It works for me with : java version "1.4.1_01" Java(TM) 2 Runtime Environment, Standard Edition (build 1.4.1_01-b01) Java HotSpot(TM) Client VM (build 1.4.1_01-b01, mixed mode) on Win 2K, Service Pack 2 However, I wonder whether what is really happening is not that rmid has been fixed to close its stdout and stderr properly. I tried also with cvs log (which I am doing over ssh), and did not reproduce the problem.
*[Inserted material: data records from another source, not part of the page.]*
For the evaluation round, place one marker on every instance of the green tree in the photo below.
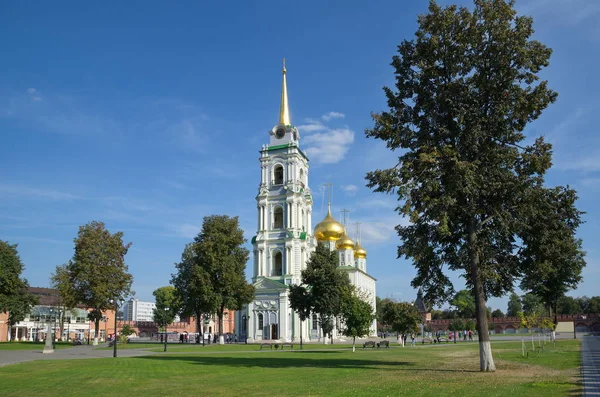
(567, 305)
(514, 305)
(402, 317)
(589, 305)
(190, 285)
(533, 305)
(66, 302)
(466, 87)
(357, 316)
(326, 285)
(497, 313)
(464, 302)
(14, 296)
(97, 272)
(379, 304)
(215, 268)
(552, 255)
(300, 302)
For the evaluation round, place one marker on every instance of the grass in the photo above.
(31, 345)
(447, 370)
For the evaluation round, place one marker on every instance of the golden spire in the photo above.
(284, 110)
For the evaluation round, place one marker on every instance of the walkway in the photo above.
(590, 369)
(76, 352)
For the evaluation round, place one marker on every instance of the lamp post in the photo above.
(116, 303)
(165, 325)
(48, 345)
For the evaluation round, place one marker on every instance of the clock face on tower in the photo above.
(280, 132)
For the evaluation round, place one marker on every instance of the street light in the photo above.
(165, 325)
(116, 303)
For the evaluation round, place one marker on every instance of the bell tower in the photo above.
(284, 203)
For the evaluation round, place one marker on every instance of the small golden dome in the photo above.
(359, 251)
(329, 229)
(345, 243)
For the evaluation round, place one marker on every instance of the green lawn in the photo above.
(430, 370)
(31, 345)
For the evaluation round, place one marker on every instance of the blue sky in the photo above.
(149, 116)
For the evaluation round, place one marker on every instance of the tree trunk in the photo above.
(220, 315)
(96, 330)
(198, 327)
(486, 361)
(301, 347)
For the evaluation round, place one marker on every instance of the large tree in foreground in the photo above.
(214, 266)
(466, 87)
(14, 298)
(97, 273)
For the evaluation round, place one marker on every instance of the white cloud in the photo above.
(25, 191)
(333, 115)
(330, 146)
(589, 163)
(555, 12)
(350, 190)
(188, 231)
(311, 127)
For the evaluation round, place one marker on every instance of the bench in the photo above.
(383, 343)
(369, 343)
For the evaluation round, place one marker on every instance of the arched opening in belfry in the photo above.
(278, 175)
(278, 218)
(277, 264)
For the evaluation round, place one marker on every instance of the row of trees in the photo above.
(465, 89)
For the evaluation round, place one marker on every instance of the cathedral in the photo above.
(285, 240)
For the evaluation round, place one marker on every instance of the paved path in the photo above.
(8, 357)
(590, 369)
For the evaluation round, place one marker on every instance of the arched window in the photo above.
(278, 218)
(278, 175)
(277, 264)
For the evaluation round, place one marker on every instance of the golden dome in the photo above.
(345, 243)
(359, 251)
(329, 229)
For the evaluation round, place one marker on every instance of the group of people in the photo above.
(461, 334)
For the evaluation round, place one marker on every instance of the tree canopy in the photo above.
(514, 305)
(401, 317)
(14, 297)
(464, 302)
(325, 286)
(97, 272)
(466, 87)
(552, 255)
(357, 316)
(211, 276)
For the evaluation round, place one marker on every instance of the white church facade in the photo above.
(285, 240)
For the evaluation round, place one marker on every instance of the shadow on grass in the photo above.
(299, 362)
(283, 362)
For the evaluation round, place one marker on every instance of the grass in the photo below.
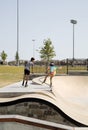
(12, 74)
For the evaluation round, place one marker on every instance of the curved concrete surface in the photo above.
(69, 94)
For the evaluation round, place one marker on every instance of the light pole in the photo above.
(73, 22)
(17, 33)
(33, 47)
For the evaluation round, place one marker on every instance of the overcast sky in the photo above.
(43, 19)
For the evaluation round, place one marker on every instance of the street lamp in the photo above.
(33, 47)
(17, 32)
(73, 22)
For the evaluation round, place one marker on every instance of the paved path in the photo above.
(69, 93)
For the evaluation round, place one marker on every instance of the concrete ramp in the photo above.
(69, 94)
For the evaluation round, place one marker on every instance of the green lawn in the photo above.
(10, 74)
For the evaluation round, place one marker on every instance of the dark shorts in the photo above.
(26, 72)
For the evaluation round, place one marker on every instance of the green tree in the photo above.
(17, 58)
(47, 51)
(3, 56)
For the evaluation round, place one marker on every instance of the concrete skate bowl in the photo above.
(69, 96)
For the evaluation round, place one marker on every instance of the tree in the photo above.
(17, 58)
(3, 56)
(47, 51)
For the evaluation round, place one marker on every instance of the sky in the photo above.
(40, 20)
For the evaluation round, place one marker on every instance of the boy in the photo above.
(27, 66)
(51, 73)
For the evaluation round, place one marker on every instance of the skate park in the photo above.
(69, 94)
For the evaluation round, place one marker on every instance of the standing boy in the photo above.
(27, 66)
(51, 73)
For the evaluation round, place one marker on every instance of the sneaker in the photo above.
(26, 85)
(22, 84)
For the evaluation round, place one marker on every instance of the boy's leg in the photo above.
(51, 81)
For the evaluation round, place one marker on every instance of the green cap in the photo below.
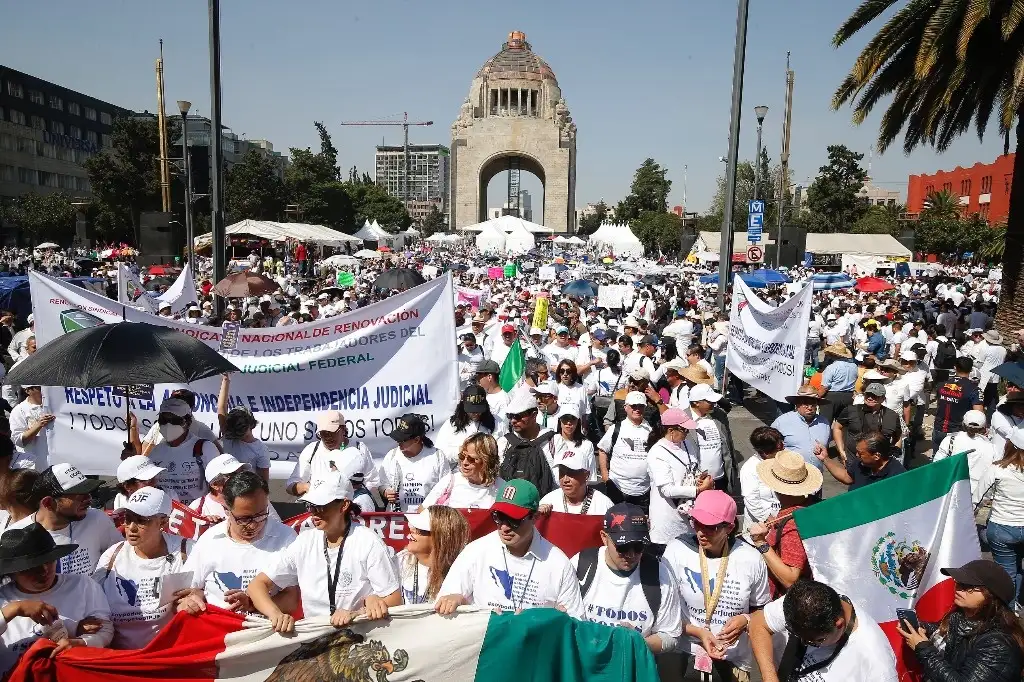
(518, 499)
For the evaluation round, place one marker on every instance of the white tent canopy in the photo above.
(279, 231)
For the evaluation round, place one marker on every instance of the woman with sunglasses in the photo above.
(472, 415)
(676, 478)
(710, 564)
(336, 546)
(980, 638)
(130, 572)
(475, 483)
(436, 536)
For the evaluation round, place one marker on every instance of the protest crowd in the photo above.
(619, 409)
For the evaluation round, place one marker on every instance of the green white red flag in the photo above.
(884, 545)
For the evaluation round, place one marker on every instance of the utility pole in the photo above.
(725, 251)
(783, 181)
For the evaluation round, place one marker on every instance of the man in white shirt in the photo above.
(332, 452)
(622, 585)
(64, 495)
(841, 644)
(515, 567)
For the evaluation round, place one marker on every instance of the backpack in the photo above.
(649, 577)
(945, 355)
(524, 459)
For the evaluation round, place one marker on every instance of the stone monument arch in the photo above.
(514, 119)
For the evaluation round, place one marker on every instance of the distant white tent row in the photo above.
(279, 231)
(619, 239)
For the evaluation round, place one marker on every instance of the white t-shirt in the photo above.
(254, 454)
(92, 535)
(366, 569)
(867, 655)
(462, 494)
(599, 503)
(488, 576)
(315, 461)
(744, 590)
(220, 563)
(414, 578)
(613, 599)
(413, 477)
(628, 466)
(182, 473)
(75, 597)
(132, 589)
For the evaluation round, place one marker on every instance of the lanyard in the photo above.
(711, 598)
(332, 584)
(525, 585)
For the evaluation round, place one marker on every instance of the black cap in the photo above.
(474, 400)
(409, 426)
(627, 523)
(986, 573)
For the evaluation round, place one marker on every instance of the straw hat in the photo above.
(697, 375)
(787, 473)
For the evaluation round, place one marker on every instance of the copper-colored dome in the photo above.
(516, 60)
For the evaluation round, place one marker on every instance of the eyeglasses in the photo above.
(504, 519)
(247, 521)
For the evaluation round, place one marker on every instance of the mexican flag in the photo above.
(883, 545)
(414, 644)
(513, 368)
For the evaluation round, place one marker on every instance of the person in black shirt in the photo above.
(872, 463)
(954, 398)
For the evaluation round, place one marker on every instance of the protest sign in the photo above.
(370, 364)
(766, 344)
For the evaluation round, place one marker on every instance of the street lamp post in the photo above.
(760, 112)
(183, 107)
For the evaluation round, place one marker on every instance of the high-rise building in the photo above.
(428, 177)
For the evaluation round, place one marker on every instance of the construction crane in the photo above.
(404, 123)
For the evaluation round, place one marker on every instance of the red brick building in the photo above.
(982, 188)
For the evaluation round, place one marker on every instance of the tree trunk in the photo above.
(1010, 314)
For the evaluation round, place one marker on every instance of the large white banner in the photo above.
(374, 365)
(767, 344)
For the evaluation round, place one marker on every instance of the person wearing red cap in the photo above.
(722, 581)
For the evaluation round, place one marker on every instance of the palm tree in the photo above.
(943, 66)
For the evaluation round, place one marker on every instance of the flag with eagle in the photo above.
(414, 645)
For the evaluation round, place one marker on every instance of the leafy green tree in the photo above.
(833, 196)
(254, 189)
(649, 192)
(946, 66)
(590, 223)
(47, 217)
(432, 223)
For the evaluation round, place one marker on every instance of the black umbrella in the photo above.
(121, 354)
(398, 278)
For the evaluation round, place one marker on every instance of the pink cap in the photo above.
(714, 507)
(676, 417)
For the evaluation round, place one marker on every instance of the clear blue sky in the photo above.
(647, 78)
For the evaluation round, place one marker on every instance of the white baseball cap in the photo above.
(138, 467)
(332, 486)
(148, 502)
(221, 466)
(704, 392)
(420, 521)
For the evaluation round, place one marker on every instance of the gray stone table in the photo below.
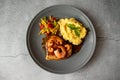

So the next question is : how can one create a test class or a shell or Perl script or C program which does not close properly its stdin/stderr streams, so that the problem can be "lab studied" ? Without a possibility to reproduce the problem, this should be closed as WONTFIX or WORKSFORME.
Hi, I mark this bug as resolved for ant 1.6 since nobody has voiced remarks.
bug is still present in 1.6 aand it cause problems for NetBeans 4.0 execution (NetBeans 4.0 build system is now based on Ant). See bug: http://www.netbeans.org/issues/show_bug.cgi?id=49489 simple case I've described before is still reproducible but better try to execute notepad instead of rmid: public static void main(String args[]) throws Exception { Runtime.getRuntime().exec("notepad"); System.out.println("finished"); }
Hi Adam, I do not follow your example with notepad. The Runtime.getRuntime().exec("notepad") will not return until the notepad process stops.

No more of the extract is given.